Por Luis Agustín Aparicio, consultor de Recursos Humanos. Si un buen líder hace que una persona se sienta necesaria, importante, apreciada, esa persona le devolverá esa predisposicion. Las nuevas ideas.

02 Octubre 2005
La pregunta sería ¿cómo se pueden cambiar las actitudes desfavorables de los trabajadores? Probablemente dependan de algunos factores, tales como: excelente liderazgo de los jefes o gerentes, de la motivación y la fuerza de la actitud del trabajador, de la magnitud y objetivo de cambio de la organización, o bien de la técnica que elijan los gerentes para lograrlo. Es más probable que los trabajadores respondan a los esfuerzos para lograr un cambio si estos son hechos por una persona que les agrade, y que sea creíble y convincente.
Si un jefe agrada a su personal, es muy factible que éste se identifique con él, adoptando su mensaje y su modo de actuar. El factor de la credibilidad implica confianza, habilidad y objetividad, de manera que los jefes logren cambiar la actitud de su personal, si ese personal considera al jefe creíble, que sabe de lo que habla y que es imparcial en su toma de decisiones.
Por último, ser convincente puede ser un factor de éxito en un proceso de cambio de actitud, si se presentan los argumentos en forma clara y persuasiva, y no empleando un modo autoritario.
Es más fácil cambiar la actitud de un trabajador si éste no está comprometido fuertemente con dicha actitud. A la inversa, cuando más fuerte sea la creencia respecto de la actitud, más difícil será cambiarla. Ahora bien, las actitudes que se han expresado públicamente son más difíciles de cambiar, porque exigen reconocer que uno se ha equivocado. Si un buen líder hace que una persona se sienta necesaria, importante, apreciada, esa persona le devolverá esa actitud. Es más fácil cambiar las actitudes cuando el cambio no es muy significativo. Pero conseguir que un trabajador acepte una nueva actitud que varía mucho de su posición actual, exige más esfuerzo.
También puede amenazar otras actitudes profundas y crear una mayor disonancia. No todas las técnicas para el cambio de actitud son igualmente eficaces en todas las situaciones. Las técnicas de persuasión oral son más eficaces cuando uno usa un tono positivo y lleno de tacto; presenta una fuerte evidencia que apoye su posición, modela su argumento para ajustarse al oyente, utiliza la lógica, y apoya su evidencia apelando a los temores, frustraciones y otras emociones del trabajador. Es más factible que la gente haga suyo el cambio cuando lo puede experimentar.

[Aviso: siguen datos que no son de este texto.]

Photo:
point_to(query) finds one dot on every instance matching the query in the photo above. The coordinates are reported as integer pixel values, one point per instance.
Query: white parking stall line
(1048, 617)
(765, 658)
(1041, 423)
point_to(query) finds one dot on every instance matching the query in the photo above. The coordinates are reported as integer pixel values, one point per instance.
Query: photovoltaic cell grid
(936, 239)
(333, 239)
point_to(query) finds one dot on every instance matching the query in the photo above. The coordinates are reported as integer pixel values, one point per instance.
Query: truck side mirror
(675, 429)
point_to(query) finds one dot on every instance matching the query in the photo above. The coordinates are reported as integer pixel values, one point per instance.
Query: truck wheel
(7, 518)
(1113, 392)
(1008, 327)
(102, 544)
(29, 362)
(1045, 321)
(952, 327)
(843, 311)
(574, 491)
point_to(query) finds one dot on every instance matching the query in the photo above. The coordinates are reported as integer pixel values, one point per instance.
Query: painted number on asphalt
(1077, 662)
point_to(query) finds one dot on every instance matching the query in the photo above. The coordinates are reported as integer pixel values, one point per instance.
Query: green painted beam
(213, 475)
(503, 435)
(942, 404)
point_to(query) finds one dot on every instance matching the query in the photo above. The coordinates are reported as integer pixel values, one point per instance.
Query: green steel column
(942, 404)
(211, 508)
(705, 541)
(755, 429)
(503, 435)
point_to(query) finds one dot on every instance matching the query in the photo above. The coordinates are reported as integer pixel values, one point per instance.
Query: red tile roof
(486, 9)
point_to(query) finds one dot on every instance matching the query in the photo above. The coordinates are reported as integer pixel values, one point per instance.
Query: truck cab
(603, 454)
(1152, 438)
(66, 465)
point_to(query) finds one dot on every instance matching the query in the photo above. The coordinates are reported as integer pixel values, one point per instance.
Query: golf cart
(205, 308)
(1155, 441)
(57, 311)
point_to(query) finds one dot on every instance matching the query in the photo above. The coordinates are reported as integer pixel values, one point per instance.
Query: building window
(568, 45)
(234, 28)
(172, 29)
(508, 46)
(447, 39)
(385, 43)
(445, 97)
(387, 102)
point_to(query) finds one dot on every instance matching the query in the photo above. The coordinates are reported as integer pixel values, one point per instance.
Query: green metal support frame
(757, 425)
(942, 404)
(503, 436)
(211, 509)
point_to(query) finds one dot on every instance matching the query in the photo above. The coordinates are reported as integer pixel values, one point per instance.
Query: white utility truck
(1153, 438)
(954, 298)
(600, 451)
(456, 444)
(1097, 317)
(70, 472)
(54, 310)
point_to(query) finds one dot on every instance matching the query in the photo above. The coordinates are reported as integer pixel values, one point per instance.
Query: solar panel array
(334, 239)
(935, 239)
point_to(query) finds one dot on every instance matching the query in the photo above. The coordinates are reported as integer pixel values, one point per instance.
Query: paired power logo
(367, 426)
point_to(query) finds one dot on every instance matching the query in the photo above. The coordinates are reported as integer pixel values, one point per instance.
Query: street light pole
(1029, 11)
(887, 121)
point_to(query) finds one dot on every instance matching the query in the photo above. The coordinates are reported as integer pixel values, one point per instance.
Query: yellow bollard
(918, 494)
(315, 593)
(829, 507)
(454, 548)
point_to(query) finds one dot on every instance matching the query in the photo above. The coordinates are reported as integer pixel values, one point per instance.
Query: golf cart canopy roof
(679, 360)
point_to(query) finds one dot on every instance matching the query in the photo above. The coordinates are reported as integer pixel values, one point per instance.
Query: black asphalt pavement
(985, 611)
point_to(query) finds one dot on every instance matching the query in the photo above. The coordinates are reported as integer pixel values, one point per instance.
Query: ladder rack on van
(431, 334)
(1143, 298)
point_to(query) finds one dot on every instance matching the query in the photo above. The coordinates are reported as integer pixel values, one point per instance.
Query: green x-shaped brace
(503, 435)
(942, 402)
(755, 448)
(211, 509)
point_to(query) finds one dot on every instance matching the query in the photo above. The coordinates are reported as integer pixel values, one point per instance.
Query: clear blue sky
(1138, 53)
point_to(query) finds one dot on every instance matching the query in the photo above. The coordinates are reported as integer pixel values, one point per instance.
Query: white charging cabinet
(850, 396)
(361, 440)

Las actividades de capacitación nos permiten reflexionar, y son el lugar donde los trabajadores comparten y personalizan sus experiencias y practican un nuevo comportamiento; pueden ser poderoso estimulantes para generar un verdadero cambio. Asimismo, hay que considerar cómo nos afecta la actitud en nuestra vida, tanto personal como laboral.
Nuestra actitud ante la vida determina la actitud de la vida hacia nosotros. Nuestra actitud hacia los demás determinará la actitud de ellos hacia nosotros. Mientras más alto vayamos en cualquier organización de valor, encontraremos una mejor actitud.

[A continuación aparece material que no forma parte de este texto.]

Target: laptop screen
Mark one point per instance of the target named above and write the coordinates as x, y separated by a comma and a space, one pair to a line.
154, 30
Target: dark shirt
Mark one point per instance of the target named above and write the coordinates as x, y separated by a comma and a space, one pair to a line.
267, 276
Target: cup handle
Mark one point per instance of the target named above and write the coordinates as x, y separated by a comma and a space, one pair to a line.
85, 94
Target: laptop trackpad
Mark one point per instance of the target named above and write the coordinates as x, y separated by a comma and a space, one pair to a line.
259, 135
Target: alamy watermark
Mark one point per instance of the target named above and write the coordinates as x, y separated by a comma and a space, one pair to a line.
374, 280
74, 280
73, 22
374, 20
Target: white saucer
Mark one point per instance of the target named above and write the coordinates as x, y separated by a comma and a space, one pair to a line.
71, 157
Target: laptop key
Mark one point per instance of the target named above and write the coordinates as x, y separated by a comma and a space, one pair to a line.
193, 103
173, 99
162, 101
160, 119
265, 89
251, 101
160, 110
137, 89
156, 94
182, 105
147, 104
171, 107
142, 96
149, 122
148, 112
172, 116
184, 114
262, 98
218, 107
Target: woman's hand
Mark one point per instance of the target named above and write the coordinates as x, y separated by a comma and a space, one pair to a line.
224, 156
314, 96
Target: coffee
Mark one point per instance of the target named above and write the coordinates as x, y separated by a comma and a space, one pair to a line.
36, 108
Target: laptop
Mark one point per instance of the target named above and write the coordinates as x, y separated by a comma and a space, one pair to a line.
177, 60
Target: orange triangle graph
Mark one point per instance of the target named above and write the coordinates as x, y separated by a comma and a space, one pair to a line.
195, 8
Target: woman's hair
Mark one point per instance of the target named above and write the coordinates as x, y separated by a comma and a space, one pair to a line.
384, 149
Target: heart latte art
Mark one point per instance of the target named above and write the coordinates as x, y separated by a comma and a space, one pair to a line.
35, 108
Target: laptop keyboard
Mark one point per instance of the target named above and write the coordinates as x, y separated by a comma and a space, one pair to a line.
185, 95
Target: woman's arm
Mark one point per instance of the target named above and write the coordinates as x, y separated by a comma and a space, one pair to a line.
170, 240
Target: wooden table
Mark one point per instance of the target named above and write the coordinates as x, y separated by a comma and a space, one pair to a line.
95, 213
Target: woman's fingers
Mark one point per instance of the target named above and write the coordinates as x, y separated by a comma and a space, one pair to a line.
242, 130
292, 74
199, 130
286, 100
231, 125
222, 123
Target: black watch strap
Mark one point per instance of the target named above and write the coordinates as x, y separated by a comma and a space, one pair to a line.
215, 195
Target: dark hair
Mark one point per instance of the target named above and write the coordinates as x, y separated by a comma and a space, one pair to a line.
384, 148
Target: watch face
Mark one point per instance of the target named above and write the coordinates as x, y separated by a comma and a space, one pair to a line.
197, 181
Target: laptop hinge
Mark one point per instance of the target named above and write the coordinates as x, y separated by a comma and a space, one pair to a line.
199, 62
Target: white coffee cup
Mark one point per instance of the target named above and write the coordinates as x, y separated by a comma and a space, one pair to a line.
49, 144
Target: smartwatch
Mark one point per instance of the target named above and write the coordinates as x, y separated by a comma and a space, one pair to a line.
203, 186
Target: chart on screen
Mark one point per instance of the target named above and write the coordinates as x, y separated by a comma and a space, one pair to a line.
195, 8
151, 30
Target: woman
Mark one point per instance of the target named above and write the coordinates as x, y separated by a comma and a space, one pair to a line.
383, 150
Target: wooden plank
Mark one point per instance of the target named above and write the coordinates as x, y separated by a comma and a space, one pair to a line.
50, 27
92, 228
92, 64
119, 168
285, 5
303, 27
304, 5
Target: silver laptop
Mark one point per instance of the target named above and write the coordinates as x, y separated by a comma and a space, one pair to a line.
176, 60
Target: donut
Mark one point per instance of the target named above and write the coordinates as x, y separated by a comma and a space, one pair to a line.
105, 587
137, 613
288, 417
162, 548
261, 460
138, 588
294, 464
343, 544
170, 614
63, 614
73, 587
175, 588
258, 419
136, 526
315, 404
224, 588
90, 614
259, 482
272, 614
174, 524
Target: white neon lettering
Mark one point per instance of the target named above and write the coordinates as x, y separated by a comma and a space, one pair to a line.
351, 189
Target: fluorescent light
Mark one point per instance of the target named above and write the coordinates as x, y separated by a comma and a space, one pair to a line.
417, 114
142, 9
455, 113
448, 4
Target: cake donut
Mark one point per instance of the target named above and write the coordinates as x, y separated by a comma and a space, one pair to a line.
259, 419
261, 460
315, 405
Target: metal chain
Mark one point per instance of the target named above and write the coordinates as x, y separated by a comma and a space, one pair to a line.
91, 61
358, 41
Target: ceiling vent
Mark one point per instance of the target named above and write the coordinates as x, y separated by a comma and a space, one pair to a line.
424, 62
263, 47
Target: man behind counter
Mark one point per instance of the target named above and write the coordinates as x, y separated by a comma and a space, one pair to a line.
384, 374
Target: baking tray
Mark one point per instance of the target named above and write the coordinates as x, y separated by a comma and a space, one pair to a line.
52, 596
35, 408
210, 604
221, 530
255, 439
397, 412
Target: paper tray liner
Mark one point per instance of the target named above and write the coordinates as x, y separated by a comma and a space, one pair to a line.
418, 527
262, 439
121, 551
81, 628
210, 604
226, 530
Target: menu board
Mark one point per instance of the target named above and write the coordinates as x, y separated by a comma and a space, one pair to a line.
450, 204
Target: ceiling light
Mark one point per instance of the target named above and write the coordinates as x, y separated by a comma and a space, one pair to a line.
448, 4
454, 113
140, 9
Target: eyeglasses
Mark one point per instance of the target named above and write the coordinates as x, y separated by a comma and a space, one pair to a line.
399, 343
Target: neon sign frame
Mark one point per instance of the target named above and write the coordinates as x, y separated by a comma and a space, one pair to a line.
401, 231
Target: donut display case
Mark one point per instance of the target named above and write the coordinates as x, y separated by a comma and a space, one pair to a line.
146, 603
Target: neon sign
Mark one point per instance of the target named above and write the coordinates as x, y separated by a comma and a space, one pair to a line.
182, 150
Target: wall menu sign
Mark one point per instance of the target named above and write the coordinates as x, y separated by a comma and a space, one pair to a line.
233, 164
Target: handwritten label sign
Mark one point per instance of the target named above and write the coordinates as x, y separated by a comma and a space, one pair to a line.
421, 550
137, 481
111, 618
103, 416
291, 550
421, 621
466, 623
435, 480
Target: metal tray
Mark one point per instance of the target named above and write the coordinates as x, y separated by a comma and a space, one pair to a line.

Parte de una buena actitud es buscar lo mejor en las nuevas ideas. Así que busco las buenas ideas en todo. Es importante transmitir una actitud de bienestar, no avergonzarse de compartir una idea visionaria, deseos y objetivos. Tratar a todos aquellos con quienes te encuentres, como alguien con todos los deberes, derechos y privilegios que corresponden a la especie humana.
Hoy, por hoy, el gran desafío de las organizaciones, es invertir en capacitación para ayudar a remodelar las actitudes de los colaboradores.